There are a lot of moments where Black Mirror is pushing just on the verge of being a really solid adventure game, but those moments are too few and far between, hampered by technical issues and sloppy controls. The story is a good one, and those who are willing to wrestle with these shortcomings in favor of an interesting narrative will likely enjoy their time with Black Mirror, but in the end it is a barely better than average title.

The title is a somewhat generic one, but there is probably a reason that fans of suspenseful stories recognize it as the older PC Black Mirror games have been around for years and earned a pretty solid cult following. This new title shares some common characteristics but is its own game for better and for worse.

The setting is a an interest one as we assume the role of David Gordon, who visits his ancestral home in Scotland during the 1920's. As if often the case in stories like this, there is a reason for this kind of first time pilgrimage, and in Black Mirror it us due to the suicide of David's father. The story plays with Lovecraftian themes such as madness from this solid premise. One issue however, is that this is a relatively short game, so I dare not delve any further into the narrative for risk of spoiling what is the strongest aspect of Black Mirror.


The visuals are really solid, and I enjoyed the voice acting which is important in a game like this. Black Mirror is an adventure title through and through, as you solve puzzles built into the mansion, looking for clues and continually checking your quest log to see what your next objective is.
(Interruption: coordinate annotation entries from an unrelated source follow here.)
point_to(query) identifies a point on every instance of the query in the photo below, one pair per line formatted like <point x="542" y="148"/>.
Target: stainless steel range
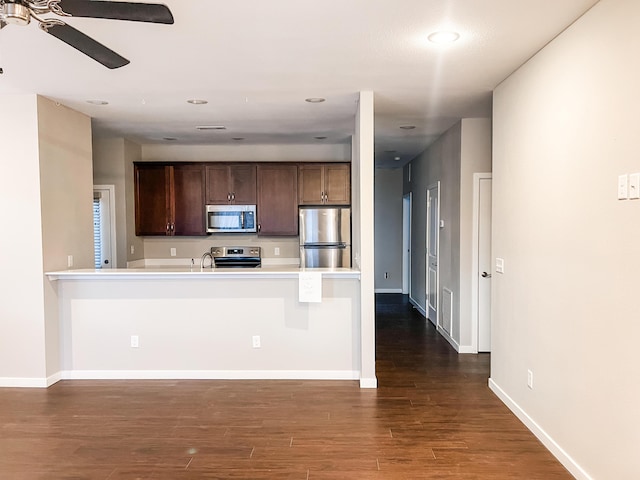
<point x="236" y="257"/>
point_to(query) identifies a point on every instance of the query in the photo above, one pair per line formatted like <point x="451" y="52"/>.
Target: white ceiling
<point x="255" y="61"/>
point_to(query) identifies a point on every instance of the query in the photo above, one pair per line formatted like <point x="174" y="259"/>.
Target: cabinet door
<point x="277" y="200"/>
<point x="217" y="190"/>
<point x="310" y="184"/>
<point x="337" y="184"/>
<point x="243" y="184"/>
<point x="152" y="199"/>
<point x="188" y="199"/>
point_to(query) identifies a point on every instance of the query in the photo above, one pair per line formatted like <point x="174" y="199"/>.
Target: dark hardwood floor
<point x="432" y="417"/>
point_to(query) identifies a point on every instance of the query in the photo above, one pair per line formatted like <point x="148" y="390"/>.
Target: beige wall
<point x="46" y="198"/>
<point x="22" y="335"/>
<point x="388" y="231"/>
<point x="67" y="196"/>
<point x="566" y="307"/>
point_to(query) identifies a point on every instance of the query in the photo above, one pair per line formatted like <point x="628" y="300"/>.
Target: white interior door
<point x="104" y="233"/>
<point x="406" y="244"/>
<point x="484" y="265"/>
<point x="433" y="249"/>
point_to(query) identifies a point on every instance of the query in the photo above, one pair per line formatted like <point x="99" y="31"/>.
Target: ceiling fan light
<point x="444" y="37"/>
<point x="16" y="14"/>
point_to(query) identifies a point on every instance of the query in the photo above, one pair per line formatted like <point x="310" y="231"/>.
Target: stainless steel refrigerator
<point x="325" y="237"/>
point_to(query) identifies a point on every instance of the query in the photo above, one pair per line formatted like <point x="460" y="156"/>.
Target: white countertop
<point x="163" y="272"/>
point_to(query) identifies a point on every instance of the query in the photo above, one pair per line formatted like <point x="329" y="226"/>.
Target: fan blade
<point x="135" y="12"/>
<point x="87" y="45"/>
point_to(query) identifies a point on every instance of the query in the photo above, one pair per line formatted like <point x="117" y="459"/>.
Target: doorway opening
<point x="406" y="244"/>
<point x="104" y="226"/>
<point x="433" y="251"/>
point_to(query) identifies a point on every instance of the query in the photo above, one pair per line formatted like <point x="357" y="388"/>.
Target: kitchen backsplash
<point x="193" y="247"/>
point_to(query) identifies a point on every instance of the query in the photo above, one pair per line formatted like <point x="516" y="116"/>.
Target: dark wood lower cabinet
<point x="277" y="199"/>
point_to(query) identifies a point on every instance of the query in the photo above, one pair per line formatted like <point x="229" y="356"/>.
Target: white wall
<point x="475" y="157"/>
<point x="362" y="181"/>
<point x="566" y="307"/>
<point x="247" y="153"/>
<point x="388" y="230"/>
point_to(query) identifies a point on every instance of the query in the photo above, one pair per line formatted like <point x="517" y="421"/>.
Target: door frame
<point x="435" y="320"/>
<point x="406" y="243"/>
<point x="111" y="191"/>
<point x="475" y="258"/>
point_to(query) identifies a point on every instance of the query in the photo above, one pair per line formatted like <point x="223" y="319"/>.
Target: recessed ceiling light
<point x="443" y="37"/>
<point x="211" y="127"/>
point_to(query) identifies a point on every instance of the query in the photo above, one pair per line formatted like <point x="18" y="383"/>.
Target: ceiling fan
<point x="20" y="12"/>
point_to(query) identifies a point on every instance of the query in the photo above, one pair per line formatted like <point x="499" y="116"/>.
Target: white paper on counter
<point x="310" y="287"/>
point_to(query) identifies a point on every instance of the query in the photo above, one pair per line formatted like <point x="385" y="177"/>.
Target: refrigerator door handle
<point x="324" y="245"/>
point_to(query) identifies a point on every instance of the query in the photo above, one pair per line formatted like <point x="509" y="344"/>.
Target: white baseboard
<point x="16" y="382"/>
<point x="466" y="349"/>
<point x="557" y="451"/>
<point x="418" y="307"/>
<point x="369" y="382"/>
<point x="211" y="375"/>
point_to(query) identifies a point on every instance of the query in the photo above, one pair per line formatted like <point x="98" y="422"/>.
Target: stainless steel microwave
<point x="231" y="218"/>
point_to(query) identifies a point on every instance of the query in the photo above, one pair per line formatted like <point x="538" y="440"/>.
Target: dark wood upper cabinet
<point x="324" y="184"/>
<point x="277" y="199"/>
<point x="231" y="184"/>
<point x="169" y="199"/>
<point x="188" y="200"/>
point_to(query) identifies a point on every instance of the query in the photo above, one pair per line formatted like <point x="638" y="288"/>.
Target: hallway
<point x="432" y="417"/>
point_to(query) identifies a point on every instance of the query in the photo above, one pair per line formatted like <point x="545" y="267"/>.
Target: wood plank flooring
<point x="432" y="417"/>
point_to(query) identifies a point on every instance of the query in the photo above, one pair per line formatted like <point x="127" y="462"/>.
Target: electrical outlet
<point x="634" y="186"/>
<point x="623" y="187"/>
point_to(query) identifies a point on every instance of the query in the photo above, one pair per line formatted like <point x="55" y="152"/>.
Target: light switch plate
<point x="623" y="187"/>
<point x="634" y="186"/>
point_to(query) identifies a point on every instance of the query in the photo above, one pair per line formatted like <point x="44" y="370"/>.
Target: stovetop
<point x="236" y="257"/>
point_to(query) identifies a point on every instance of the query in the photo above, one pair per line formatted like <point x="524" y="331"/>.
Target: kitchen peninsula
<point x="195" y="323"/>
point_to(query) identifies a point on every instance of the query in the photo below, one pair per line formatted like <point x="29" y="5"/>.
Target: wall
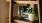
<point x="4" y="10"/>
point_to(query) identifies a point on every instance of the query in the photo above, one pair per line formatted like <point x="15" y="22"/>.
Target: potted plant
<point x="31" y="14"/>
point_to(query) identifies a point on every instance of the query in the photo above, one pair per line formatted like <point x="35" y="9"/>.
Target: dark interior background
<point x="40" y="2"/>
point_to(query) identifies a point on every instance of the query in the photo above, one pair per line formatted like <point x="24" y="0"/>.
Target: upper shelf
<point x="8" y="0"/>
<point x="26" y="2"/>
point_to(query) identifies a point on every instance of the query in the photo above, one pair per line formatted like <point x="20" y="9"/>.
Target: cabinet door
<point x="16" y="14"/>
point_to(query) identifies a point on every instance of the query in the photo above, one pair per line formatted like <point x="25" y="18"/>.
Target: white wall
<point x="4" y="10"/>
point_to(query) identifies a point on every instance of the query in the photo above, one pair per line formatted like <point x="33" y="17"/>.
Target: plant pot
<point x="30" y="16"/>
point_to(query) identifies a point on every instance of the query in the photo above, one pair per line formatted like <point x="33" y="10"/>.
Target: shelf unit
<point x="23" y="2"/>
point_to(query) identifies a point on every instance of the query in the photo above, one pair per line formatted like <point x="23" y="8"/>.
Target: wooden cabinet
<point x="15" y="11"/>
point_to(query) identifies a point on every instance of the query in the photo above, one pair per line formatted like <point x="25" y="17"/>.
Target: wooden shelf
<point x="26" y="2"/>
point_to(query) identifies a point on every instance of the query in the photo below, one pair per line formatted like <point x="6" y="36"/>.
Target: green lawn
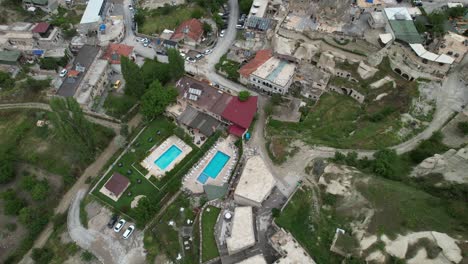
<point x="165" y="239"/>
<point x="117" y="105"/>
<point x="209" y="247"/>
<point x="165" y="18"/>
<point x="140" y="147"/>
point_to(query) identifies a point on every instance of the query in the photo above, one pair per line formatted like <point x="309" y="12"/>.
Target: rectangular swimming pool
<point x="168" y="157"/>
<point x="214" y="167"/>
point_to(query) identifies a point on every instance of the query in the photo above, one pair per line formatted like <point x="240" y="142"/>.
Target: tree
<point x="197" y="13"/>
<point x="176" y="64"/>
<point x="463" y="126"/>
<point x="135" y="85"/>
<point x="73" y="127"/>
<point x="244" y="96"/>
<point x="207" y="27"/>
<point x="7" y="162"/>
<point x="244" y="6"/>
<point x="40" y="191"/>
<point x="87" y="256"/>
<point x="153" y="70"/>
<point x="156" y="99"/>
<point x="6" y="81"/>
<point x="12" y="203"/>
<point x="42" y="255"/>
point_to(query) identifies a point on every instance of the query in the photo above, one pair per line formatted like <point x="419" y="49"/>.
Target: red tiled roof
<point x="241" y="113"/>
<point x="117" y="184"/>
<point x="192" y="28"/>
<point x="261" y="57"/>
<point x="114" y="51"/>
<point x="236" y="130"/>
<point x="73" y="73"/>
<point x="41" y="27"/>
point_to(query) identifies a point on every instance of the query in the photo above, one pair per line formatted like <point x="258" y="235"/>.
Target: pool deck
<point x="157" y="151"/>
<point x="226" y="146"/>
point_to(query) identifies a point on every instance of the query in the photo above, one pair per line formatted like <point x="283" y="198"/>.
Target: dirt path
<point x="91" y="171"/>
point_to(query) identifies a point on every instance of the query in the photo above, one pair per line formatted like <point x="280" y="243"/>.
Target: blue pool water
<point x="168" y="157"/>
<point x="214" y="167"/>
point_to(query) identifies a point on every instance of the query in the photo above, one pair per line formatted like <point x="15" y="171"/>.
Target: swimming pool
<point x="168" y="157"/>
<point x="214" y="167"/>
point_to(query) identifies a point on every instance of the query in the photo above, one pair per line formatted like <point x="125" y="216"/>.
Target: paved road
<point x="96" y="118"/>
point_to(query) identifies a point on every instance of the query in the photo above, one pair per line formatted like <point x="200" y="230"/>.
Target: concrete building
<point x="274" y="76"/>
<point x="292" y="252"/>
<point x="44" y="5"/>
<point x="258" y="8"/>
<point x="400" y="24"/>
<point x="377" y="20"/>
<point x="47" y="36"/>
<point x="189" y="33"/>
<point x="81" y="65"/>
<point x="8" y="57"/>
<point x="242" y="233"/>
<point x="17" y="36"/>
<point x="92" y="16"/>
<point x="94" y="83"/>
<point x="257" y="259"/>
<point x="255" y="183"/>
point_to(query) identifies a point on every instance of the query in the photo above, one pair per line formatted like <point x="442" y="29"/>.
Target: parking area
<point x="106" y="244"/>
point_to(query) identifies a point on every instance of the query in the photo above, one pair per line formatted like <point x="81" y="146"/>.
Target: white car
<point x="119" y="225"/>
<point x="63" y="73"/>
<point x="128" y="232"/>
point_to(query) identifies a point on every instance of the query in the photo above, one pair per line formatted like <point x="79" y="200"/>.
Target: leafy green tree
<point x="463" y="126"/>
<point x="40" y="191"/>
<point x="153" y="70"/>
<point x="6" y="81"/>
<point x="244" y="96"/>
<point x="197" y="13"/>
<point x="73" y="127"/>
<point x="135" y="85"/>
<point x="12" y="203"/>
<point x="207" y="27"/>
<point x="176" y="64"/>
<point x="7" y="162"/>
<point x="156" y="99"/>
<point x="87" y="256"/>
<point x="42" y="255"/>
<point x="244" y="6"/>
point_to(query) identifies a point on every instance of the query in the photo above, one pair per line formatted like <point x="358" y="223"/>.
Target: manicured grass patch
<point x="209" y="248"/>
<point x="166" y="18"/>
<point x="314" y="232"/>
<point x="118" y="105"/>
<point x="402" y="208"/>
<point x="164" y="238"/>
One could argue that the game's directives are a bit too ambiguous, as it does make you reconsider your environments and sometimes retrace your steps in case you missed something, but I actually did not mind the pacing here most of the time. It's a somewhat rigid, old school adventure game in that sense, but credit to the developers for creating such an interesting physical environment and sense of suspenseful ambiance that I actually did not mind giving my surroundings multiple examinations.

Where Black Mirror falls a bit short is on a handful of technical fronts. The prior Black Mirror games were more click and point adventure, this is more akin to older Resident Evil games with a slow walking, awkwardly turning, clunky to handle protagonist. It might not feature the 'tank controls' of old, but they are hardly reflective of a more modern era in gaming.


Additionally, there were some other hiccups that I encountered along the way as well. There were times when trying to interact with the environment that my protagonist just seemed to get 'hung up'. I also exited some cutscenes and seemed to be stuck on the environment. These frozen states force a reload from a prior save, and while I never lost a lot of time it was always rather frustrating. Also, the engine is not really all that well optimized. Almost any time the game has to load in a new environment (such as entering a new room - something you do a ton of), the framerate plummets noticeably as everything gets loaded in. For a game that does an admirable job in setting the tone with its audio and visual, this performance hit is jarring and takes you out of the moment in an unfortunate fashion.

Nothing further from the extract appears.